Strategic Discovery Focus
- Pattern match to reduce risk. Benchmarking Uber/Cabify flows (request → match → dispatch → track → complete) gave us trusted mental models and a shared language with stakeholders.
- Service blueprint as the spine. We mapped end‑to‑end jobs across two surfaces: staff requesting rides (now/scheduled, vehicle class, status) and ops assigning/supervising drivers, vehicles, and gear.
- Field notes over assumptions. Lightweight studies around venue constraints and time windows spotlighted where precision (maps, pickup points) and concurrency (overlapping requests) would break first.
Project Constraints
- Time‑critical logistics: event windows and broadcast slots leave no slack.
- Map precision: venue access points and geofences must be unambiguous.
- Concurrency & fairness: parallel requests, queueing, and assignment logic.
- Operational clarity: drivers, vehicles, equipment, requests, and users managed in one cockpit. These constraints shaped the IA, the states, and the guardrails we designed into both surfaces.
Design & Delivery
- Information Architecture & Flows: Clear ownership of every job‑to‑be‑done across app and admin.
- Interaction Patterns: Requests, schedules, confirmations, live status, exceptions.
- Operational Cockpit: Real‑time queue, assign/reassign, resource controls, and visibility.
- Lean Design System: Standardized components for speed and consistency under tight timelines.

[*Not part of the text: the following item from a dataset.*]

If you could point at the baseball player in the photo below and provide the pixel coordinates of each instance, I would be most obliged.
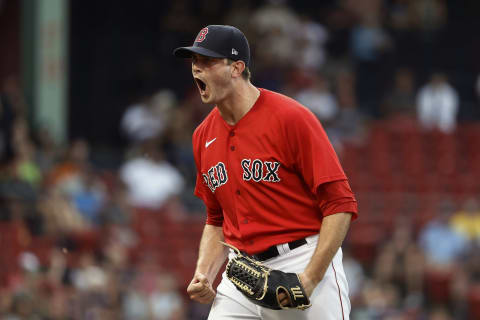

- Tooling & Rhythm: Figma for benchmarking and design; flowcharting for processes; GSuite/Slack/Trello for delivery cadence.
NDA note: no screenshots included; artifacts remained internal.
What We Delivered
- Dual‑sided Information Architecture & UX documentation that made the system coherent end to end.
- High‑fidelity wireframes for app and admin, ready for stakeholder sign‑off.
- Operational guidance (benchmarks, field notes, interaction/IA decisions) to de‑risk delivery.
Outcome
- Shared mental model unlocked alignment. Framing as “Uber‑style” made the solution instantly legible to leaders and ops.
- From ad‑hoc to predictable. Centralized dispatch replaced fragmented coordination and clarified who does what, when.
- Design system enabled velocity. Patterns and states reduced debate and sped up implementation.
Learnings & Next Steps
- Start from the end‑problem. When problems rhyme with proven patterns, borrow—then adapt to context.
- Operational UX > Screens. Reliability lives in states, exceptions, and assignment rules.
- Scale with guardrails. Next iterations: SLA‑friendly dispatch rules, bulk scheduling for event peaks, richer exception handling.